Given a rows x cols matrix mat, where mat[i][j] is either 0 or 1, return the number of special positions in mat.

A position (i,j) is called special if mat[i][j] == 1 and all other elements in row i and column j are 0 (rows and columns are 0-indexed).

简单题，我的做法其实比较繁琐

cpp
class Solution {
public:
    int numSpecial(vector<vector<int>>& mat) {
        int m = mat.size(), n = mat.back().size(), ans = 0;
        for (int i = 0; i < m; i++) {
            int idx = -1, cnt = 0, s = 0;
            for (int j = 0; j < n; j++) {
                if (mat[i][j]) {
                    idx = j;
                    cnt++;
                }
            }
            if (cnt == 1) {
                for (int k = 0; k < m; k++) {
                    s += mat[k][idx];
                }
                if (s == 1) {
                    ans++;
                }
            }
        }
        return ans;
    }
};

这里推荐一个简单的做法，当然是我从讨论里抄来的

cpp
int numSpecial(vector<vector<int>>& mat) {
    vector<int> rows(mat.size()), cols(mat[0].size());
    for (int i = 0; i < rows.size(); ++i)
        for (int j = 0; j < cols.size(); ++j) {
            if (mat[i][j])
                ++rows[i], ++cols[j];
        }
    int res = 0;
    for (int i = 0; i < rows.size(); ++i)
        for (int j = 0; j < cols.size(); ++j)
            if (mat[i][j] && rows[i] == 1 && cols[j] == 1)
                ++res;
    return res;
}

236. Lowest Common Ancestor of a Binary Tree

Given a binary tree, find the lowest common ancestor (LCA) of two given nodes in the tree.

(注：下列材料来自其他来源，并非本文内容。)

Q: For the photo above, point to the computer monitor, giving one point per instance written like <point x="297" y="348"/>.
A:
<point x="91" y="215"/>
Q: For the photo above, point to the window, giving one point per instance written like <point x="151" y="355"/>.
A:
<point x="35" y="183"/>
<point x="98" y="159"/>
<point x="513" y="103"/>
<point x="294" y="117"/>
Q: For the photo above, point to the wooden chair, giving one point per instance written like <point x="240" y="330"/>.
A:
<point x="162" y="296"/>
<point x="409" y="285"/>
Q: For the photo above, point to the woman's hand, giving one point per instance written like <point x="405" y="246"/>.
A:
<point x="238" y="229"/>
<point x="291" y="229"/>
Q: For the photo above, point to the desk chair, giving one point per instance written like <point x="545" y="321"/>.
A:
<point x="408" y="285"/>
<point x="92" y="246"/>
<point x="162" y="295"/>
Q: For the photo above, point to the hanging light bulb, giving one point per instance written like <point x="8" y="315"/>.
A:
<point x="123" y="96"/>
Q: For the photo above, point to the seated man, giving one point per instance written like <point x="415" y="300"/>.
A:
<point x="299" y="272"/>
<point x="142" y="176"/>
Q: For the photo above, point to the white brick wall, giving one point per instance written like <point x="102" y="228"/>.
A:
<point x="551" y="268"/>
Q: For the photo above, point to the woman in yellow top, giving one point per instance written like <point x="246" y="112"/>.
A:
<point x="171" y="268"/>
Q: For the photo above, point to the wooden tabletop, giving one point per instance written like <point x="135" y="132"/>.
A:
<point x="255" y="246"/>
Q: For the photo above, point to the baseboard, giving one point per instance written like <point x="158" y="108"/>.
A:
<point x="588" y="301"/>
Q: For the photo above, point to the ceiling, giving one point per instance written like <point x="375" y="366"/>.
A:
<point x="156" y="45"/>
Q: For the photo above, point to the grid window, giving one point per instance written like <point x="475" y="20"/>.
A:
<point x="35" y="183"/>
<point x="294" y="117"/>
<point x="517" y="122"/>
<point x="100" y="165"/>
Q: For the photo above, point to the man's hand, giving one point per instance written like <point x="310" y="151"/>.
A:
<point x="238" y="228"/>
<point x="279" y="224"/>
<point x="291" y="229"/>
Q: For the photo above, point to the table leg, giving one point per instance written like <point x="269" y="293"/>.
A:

According to the definition of LCA on Wikipedia: “The lowest common ancestor is defined between two nodes p and q as the lowest node in T that has both p and q as descendants (where we allow a node to be a descendant of itself).”

思考的时候有点问题，以为是个很简单的题目，实际上p和q的父节点是无法直接获取的，因此我们无法轻易的获取整棵树的层次结构。先看代码：

cpp
/**
 * Definition for a binary tree node.
 * struct TreeNode {
 *     int val;
 *     TreeNode *left;
 *     TreeNode *right;
 *     TreeNode(int x) : val(x), left(NULL), right(NULL) {}
 * };
 */
class Solution {
public:
    TreeNode* helper(TreeNode* root, TreeNode* p, TreeNode* q) {
        if (root == p || root == q || root == nullptr) {
            return root;
        }
        auto l = helper(root->left, p, q), r = helper(root->right, p, q);
        if (l && r) {
            return root;
        }
        return l ? l : r;
    }
    TreeNode* lowestCommonAncestor(TreeNode* root, TreeNode* p, TreeNode* q) {
        return helper(root, p, q);
    }
};

如果碰到了p或者q，就返回该节点，其他情况下，我们返回的都是空指针，这样在递归返回之后，我们就可以判断p节点或者q节点是否在该根节点下。对于根节点，我们分别遍历他的左右节点，如果返回的结果均不为空指针，则说明p和q分别在跟节点的左右节点下，因此p和q的最低公共祖先即为根节点本身。如果返回的结果只有一个有效节点，另一个是空指针，则我们只需要返回该结果即可。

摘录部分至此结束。